I saw this in real life a few days ago, the week before and lots of times a year but never looked close at this statue, it becomes to common if you see it very much and that's why I'm glad to see this wonderfull and strong image, a piece of art on his own, it shows me that I have to look at everything around me. I've seen so much uninteresting pictures from Brabo, it must have been photographed millions of times but this is the first time that I'm stunned. Thanks a lot for that Phil, and what a pity that I wasn't there at that moment to meet you, I'm living quite close to the center of Antwerp.

With kind regards,

Dirk
Phil Douglis06-Jul-2005 23:05
You must be a mind reader, Marisa! I was thinking about both Ruthie's stone faces and your image of those spitting lips while making this photograph.

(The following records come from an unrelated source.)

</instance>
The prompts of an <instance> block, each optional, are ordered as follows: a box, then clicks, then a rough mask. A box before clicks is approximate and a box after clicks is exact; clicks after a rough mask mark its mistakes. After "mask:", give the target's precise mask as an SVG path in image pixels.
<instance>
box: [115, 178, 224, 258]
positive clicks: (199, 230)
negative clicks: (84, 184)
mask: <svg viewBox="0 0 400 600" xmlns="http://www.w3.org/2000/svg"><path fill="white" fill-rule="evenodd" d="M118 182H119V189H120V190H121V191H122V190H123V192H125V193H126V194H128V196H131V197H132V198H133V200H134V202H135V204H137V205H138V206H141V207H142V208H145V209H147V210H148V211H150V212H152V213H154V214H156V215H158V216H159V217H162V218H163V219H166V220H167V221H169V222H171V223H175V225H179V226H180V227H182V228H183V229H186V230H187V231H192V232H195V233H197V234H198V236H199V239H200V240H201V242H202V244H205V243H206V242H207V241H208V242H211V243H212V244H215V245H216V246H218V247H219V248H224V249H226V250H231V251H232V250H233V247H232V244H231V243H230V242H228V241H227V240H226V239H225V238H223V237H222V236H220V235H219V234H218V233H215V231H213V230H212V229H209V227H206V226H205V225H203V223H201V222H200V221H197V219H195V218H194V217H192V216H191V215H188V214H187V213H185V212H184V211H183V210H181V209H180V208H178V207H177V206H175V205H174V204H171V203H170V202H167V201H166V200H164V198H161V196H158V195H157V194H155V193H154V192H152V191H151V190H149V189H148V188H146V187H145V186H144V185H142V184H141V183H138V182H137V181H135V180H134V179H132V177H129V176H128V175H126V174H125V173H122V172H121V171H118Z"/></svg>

Ruth's photo (which is now can be found at:http://www.pbase.com/ruthemily/image/43932703 ) was about echoes of rejection and loss to me, while yours spoke of the mechanization of sexuality. While their meanings differ from what I intended to say here, each of those images used symbols of allure, lipstick in Ruth's case and lips in yours, to express the very opposite -- repulsion. I wanted to use the symbolic classical beauty of this sculpture to express the opposite as well. Decadence is a good word for it, Marisa. She has been ravaged by time and the environment. I find your description of the black markings on her face as "bitter tears of old beauty that has disappeared" as a perfect metaphor for this image. I also am intrigued by your remark about the spitting mouth representing "enormous tears of an imprisoned and defeated soul." Your own image athttp://www.pbase.com/mlt/image/43688055 was, in my view, spitting back into the face of a greedy, technologically advanced system that has dehumanized human sexuality. I am saying something very similar here by contrasting a classical 19th century ideal with a harsh 21st century reality. Thanks for pointing it out in your comment.
Guest 06-Jul-2005 22:02
When I first saw this image I thougth of Ruth Hanson's 'Hearts of stone, lips of lust' athttp://www.pbase.com/ruthemily/image/43932703 , and my own photograph 'french kiss' athttp://www.pbase.com/mlt/image/43688055 .
This picture has become an extraordinary contradiction and paradox in itself!
The fountain and the woman's face particulary shows a profound and amazing decadence...she's breaking in pieces, slowly, day by day.. the black marks in her face became bitter tears of an old beauty that has already disappeared...
Her expression is the one of a deep discouragement, when nothing else can be done to recover the old power.
On the other hand, that spitting mouth has nothing to do with beauty... maybe are the enormous tears of that imprisioned and defeated soul.